The Altirostral Morphology contains the ‘high snouted’ phytosaurs. These are viewed as intermediates between the long-snouted and short-snouted phytosaurs. Their teeth were heterodont (not all alike), but they weren’t as developed as those of their short-snouted cousins. The ‘hybrid’ morphology may indicate a ‘generalist’ feeding style, in which they would prey on marine creatures as well as smaller terrestrial ones. An example of this morphology is the phytosaur Pseudopalatus.

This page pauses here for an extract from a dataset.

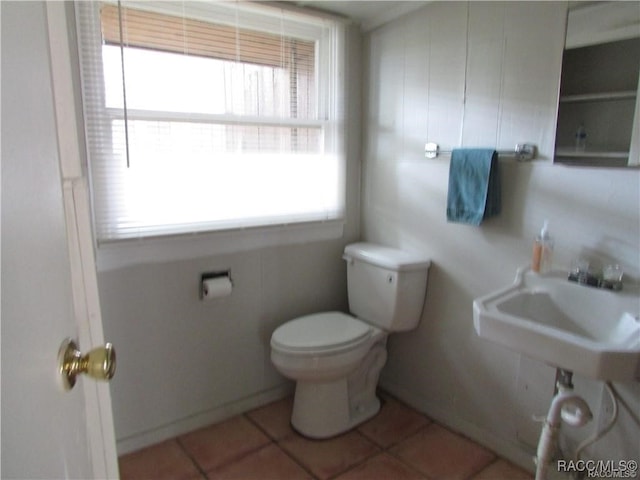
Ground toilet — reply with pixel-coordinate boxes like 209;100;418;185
271;243;431;439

a Rutiodon growls at a flock of Fabrosaurus

The three main morphologies aside, all these phytosaurs have at least one thing in common: were we to step back in time today, our gut instinct would tell us they were crocodiles. Nevertheless, they were not crocodiles and not even ancestral to them. There are several key differences between phytosaurs and crocodiles. Phytosaurs had primitive ankles, and they lacked the bony secondary palate that enables crocodiles to breathe even when their mouths are full of water (though some scientists speculate they had a fleshy palate rather than a bony one, as many Mesozoic crocodiles are thought to have had). Phytosaurs were more heavily armored than crocodiles: phytosaurs were protected by heavy bony scutes, and their bellies were reinforced with a thick arrangement of abdominal ribs called gastralia. Crocodile nostrils are placed near the end of the snout, but phytosaur nostrils were placed on a crest high on the skull near or above the eyes (presumably to enable them to breathe while they floated just underneath the surface of the water). And, unlike crocodiles, phytosaurs had an erect gait with their legs positioned directly beneath their bodies rather than sprawled to the side. Thus phytosaurs could move easily about on land, though they were at home in the water, too; phytosaur ‘swim tracks’ have been found in the fossil record. Though it’s likely that they reproduced the same way as modern crocodiles – laying eggs – no nests have been found. Some paleontologists speculate that phytosaurs provided parental care for their young like modern crocodilians.